Li osserva in particolare il credito on-chain e la tokenizzazione degli asset del mondo reale. Un anno fa i Treasury USA tokenizzati erano una novità; oggi ci sono oltre $2 miliardi di debito governativo tokenizzato on-chain, con la partecipazione di BlackRock e Franklin Templeton. “Non è un esperimento crypto. È la finanza tradizionale che ammette che i rail sono migliori”, scrive Li.

Per chi costruisce un’azienda di AI e non una fintech, Li inquadra il tema attorno all’accesso. Magic Hour esiste perché la produzione video era bloccata da strumenti costosi e competenze specialistiche, e la finanza tradizionale ha lo stesso problema: un piccolo imprenditore nelle Filippine non può accedere ai rendimenti dei Treasury USA, e un freelancer in Nigeria non può ottenere un conto di risparmio in dollari senza una relazione con una banca statunitense. I protocolli DeFi che offrono accesso permissionless ai rendimenti del mondo reale risolvono questo problema in un modo che nessuna banca farà, sostiene Li, perché le banche non hanno alcun incentivo economico a servire quei clienti.

Il pattern che Li vede tra AI e DeFi è identico: la tecnologia rimuove il collo di bottiglia umano che esisteva principalmente per estrarre rendita, non per aggiungere valore. Loan officer, video editor e financial advisor non stanno scomparendo perché la tecnologia è malevola, ma perché il valore che aggiungevano non giustifica più il costo imposto. La rilevanza non è filosofica, ma matematica: togliere 200-300 punti base di costo intermedio da ogni transazione finanziaria sblocca attività economiche che prima erano impossibili su piccola scala — una nuova classe di partecipanti economici che entra per la prima volta nel sistema. La vera discontinuità della DeFi, conclude Li, non sembrerà la sostituzione delle banche; sembrerà servire i miliardi di persone che le banche non si sono mai prese la briga di servire.

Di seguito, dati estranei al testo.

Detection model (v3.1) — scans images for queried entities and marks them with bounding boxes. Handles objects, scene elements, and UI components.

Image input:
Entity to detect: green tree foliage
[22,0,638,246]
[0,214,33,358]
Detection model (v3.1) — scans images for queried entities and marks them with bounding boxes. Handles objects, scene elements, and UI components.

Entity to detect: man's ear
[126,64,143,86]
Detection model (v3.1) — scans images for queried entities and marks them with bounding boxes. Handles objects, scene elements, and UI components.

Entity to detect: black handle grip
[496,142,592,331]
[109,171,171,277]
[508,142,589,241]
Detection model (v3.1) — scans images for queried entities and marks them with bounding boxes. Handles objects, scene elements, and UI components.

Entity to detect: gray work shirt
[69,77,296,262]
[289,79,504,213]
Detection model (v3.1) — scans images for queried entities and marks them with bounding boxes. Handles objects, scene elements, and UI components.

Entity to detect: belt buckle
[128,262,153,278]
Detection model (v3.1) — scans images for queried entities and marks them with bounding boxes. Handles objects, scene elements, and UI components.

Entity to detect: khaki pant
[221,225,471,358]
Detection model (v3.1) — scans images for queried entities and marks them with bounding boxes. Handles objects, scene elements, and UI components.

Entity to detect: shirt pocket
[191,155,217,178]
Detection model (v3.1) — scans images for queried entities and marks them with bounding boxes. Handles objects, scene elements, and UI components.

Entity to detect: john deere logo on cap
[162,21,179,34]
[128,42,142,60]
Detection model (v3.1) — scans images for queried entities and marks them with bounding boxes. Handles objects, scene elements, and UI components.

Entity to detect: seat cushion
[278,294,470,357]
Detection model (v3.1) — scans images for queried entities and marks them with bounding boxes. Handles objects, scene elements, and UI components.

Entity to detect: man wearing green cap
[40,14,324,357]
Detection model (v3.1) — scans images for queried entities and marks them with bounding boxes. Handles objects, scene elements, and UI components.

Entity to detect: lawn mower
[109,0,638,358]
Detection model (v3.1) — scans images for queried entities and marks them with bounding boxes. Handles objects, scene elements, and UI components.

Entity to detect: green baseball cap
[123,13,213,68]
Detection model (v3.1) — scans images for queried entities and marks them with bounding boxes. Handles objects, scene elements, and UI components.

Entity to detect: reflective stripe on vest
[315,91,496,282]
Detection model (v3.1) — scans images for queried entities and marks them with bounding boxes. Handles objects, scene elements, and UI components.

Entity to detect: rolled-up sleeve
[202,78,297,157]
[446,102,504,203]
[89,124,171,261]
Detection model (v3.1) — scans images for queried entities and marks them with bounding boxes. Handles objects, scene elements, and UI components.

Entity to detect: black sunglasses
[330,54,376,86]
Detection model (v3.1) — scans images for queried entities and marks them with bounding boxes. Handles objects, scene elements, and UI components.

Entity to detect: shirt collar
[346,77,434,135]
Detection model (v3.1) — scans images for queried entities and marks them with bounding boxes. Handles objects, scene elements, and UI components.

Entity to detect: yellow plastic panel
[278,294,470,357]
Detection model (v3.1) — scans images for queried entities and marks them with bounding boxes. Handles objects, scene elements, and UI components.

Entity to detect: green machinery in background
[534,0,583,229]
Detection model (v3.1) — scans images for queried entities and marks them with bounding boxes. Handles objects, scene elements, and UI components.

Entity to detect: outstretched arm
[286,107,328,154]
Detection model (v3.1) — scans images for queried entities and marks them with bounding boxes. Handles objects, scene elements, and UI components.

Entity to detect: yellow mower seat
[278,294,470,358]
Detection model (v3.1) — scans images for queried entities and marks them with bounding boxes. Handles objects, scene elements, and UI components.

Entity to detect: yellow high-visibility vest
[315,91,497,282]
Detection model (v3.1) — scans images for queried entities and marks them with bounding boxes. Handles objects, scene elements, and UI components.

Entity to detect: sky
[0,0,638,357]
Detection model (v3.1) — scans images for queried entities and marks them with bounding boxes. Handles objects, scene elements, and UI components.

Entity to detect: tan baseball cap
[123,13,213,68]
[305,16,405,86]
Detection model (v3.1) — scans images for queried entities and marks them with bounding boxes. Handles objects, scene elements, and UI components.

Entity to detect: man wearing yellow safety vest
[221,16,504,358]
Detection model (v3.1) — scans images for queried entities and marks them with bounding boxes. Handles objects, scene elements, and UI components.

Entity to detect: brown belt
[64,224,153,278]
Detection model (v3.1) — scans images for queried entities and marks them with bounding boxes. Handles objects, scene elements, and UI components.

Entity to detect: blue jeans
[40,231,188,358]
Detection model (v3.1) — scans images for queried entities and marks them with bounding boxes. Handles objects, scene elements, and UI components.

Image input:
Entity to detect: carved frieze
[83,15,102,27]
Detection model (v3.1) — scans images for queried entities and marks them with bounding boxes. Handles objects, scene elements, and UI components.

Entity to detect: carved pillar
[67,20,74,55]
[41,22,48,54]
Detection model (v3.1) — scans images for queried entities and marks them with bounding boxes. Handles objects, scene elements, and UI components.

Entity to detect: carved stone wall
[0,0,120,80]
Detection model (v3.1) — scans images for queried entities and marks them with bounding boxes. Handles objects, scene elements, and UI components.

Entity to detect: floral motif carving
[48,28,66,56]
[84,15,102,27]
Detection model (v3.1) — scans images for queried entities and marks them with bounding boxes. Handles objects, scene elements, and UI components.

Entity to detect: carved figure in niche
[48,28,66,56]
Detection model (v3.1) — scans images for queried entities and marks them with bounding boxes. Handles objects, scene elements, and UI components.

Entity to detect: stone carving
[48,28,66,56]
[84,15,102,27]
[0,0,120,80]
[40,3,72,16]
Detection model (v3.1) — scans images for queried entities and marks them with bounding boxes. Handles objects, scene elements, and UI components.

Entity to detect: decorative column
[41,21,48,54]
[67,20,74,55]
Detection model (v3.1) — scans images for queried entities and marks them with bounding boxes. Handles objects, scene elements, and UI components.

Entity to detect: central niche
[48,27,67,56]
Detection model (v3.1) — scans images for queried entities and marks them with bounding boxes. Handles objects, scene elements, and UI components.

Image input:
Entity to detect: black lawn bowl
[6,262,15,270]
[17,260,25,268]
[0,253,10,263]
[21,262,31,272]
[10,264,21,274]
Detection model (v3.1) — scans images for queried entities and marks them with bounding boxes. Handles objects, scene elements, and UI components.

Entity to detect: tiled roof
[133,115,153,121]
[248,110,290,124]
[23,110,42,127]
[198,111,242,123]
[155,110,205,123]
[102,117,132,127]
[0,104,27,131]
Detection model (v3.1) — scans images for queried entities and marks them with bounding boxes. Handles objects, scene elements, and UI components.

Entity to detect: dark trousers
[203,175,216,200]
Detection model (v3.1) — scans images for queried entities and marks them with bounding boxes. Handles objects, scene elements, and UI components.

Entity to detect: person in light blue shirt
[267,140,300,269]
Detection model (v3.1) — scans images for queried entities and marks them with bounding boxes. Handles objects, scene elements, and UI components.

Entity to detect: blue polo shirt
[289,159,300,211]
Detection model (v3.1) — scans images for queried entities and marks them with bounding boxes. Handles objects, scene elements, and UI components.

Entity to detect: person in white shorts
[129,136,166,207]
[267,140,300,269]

Scegliere la finalità nativa di Bitcoin

L’ultimo contributo identifica non un prodotto di rendimento, ma lo spostamento del settlement verso layer nativi Bitcoin come Lightning e Liquid, dove il regolamento finale richiede pochi secondi e non necessita di un bilancio della controparte. Questo conta, argomenta il contributore, perché la finanza tradizionale non è lenta per ragioni tecniche; è lenta perché ogni gamba di una transazione è una relazione di credito che va riconciliata. Elimina la gamba creditizia e elimini la riconciliazione. Finora gran parte della DeFi ha ricreato quelle relazioni di credito in codice — bridge, asset wrapped, contratti aggiornabili — ereditando la stessa fragilità sotto un nuovo nome.